What I want to know is… how is it possible to recover kiddie porn from some pervert's intentionally ruined hard drive but the IRS can't find these Lerner emails?

McArdle continues:

In short, yes, there is an innocent explanation: An accident combined with a really bad e-mail storage policy to wipe out critical records. There’s also a semi-innocent explanation, where really bad storage policy could have enabled Lerner to arrange a hard drive accident that destroyed incriminating e-mails before she had to respond to Camp’s initial letter. I find the innocent explanation much more plausible than a conspiracy, or even the semi-innocent explanation — even assuming that she was conspiring with the White House, why bother with the elaborate schemes when you could just send your incriminating e-mails from an outside account?

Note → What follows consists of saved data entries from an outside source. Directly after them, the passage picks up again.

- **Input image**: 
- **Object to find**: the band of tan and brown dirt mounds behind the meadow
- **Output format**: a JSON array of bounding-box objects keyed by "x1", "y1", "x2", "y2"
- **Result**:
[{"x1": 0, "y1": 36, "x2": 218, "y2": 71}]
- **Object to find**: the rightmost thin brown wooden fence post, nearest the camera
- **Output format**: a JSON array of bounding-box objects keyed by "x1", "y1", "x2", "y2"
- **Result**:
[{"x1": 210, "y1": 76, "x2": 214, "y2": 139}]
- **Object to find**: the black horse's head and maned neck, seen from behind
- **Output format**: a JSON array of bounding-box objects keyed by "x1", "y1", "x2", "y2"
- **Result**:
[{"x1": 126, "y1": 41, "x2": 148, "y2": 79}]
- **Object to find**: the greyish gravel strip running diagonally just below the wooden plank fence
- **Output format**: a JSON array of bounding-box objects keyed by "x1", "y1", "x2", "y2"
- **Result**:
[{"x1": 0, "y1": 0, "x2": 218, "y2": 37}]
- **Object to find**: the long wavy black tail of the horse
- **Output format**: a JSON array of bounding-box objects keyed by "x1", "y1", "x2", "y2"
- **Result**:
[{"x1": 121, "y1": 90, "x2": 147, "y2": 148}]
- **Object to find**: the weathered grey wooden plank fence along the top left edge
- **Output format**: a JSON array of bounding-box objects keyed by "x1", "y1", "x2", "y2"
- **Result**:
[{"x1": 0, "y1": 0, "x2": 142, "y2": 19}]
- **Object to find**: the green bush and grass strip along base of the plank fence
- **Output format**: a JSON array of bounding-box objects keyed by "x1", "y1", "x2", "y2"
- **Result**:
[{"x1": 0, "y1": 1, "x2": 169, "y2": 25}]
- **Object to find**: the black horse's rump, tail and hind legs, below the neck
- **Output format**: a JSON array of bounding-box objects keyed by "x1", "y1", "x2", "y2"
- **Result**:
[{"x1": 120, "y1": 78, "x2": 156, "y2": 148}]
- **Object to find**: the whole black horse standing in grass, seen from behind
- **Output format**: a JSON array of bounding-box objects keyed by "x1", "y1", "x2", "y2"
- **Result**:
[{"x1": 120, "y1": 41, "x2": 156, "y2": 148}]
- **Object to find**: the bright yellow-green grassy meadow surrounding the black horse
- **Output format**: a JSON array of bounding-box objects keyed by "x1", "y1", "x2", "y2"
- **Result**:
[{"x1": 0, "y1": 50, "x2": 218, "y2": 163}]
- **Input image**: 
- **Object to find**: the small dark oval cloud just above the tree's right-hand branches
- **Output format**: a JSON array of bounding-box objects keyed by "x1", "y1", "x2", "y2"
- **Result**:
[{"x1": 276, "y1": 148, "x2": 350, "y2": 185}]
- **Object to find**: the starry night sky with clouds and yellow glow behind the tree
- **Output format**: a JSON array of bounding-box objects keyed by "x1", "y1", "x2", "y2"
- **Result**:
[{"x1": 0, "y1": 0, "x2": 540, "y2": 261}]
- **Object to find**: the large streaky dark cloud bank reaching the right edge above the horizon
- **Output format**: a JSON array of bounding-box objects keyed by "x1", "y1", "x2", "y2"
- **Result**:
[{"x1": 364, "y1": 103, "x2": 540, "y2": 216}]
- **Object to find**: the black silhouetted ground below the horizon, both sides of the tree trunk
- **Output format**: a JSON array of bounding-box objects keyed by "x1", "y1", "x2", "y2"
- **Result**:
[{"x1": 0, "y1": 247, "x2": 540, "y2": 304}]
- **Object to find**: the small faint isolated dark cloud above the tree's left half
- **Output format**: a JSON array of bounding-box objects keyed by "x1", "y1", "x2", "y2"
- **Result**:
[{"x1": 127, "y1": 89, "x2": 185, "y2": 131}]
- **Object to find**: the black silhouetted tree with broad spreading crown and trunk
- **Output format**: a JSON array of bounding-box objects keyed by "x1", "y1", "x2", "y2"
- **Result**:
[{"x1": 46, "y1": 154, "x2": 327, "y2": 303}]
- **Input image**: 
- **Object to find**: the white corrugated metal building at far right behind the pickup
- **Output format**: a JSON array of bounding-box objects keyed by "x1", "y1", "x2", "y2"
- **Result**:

But that still leaves me really concerned about the terrible policy decisions. The timing of the data loss is incredibly suspicious, and the IRS has left itself completely unable to answer those suspicions with anything better than a shrug. It should expect — in fact, it should request — a thorough outside investigation of this incident, but even the most scrupulous audit will not be able to entirely quell the worry that the IRS enabled a rogue agent to get away with destroying evidence.

Surely the IRS didn't anticipate any of this would matter or they would have gotten with the times years ago. Now they've got every foamy-mouthed right wing blowhard crying conspiracy all because of an extremely outdated email policy. Good work, guys.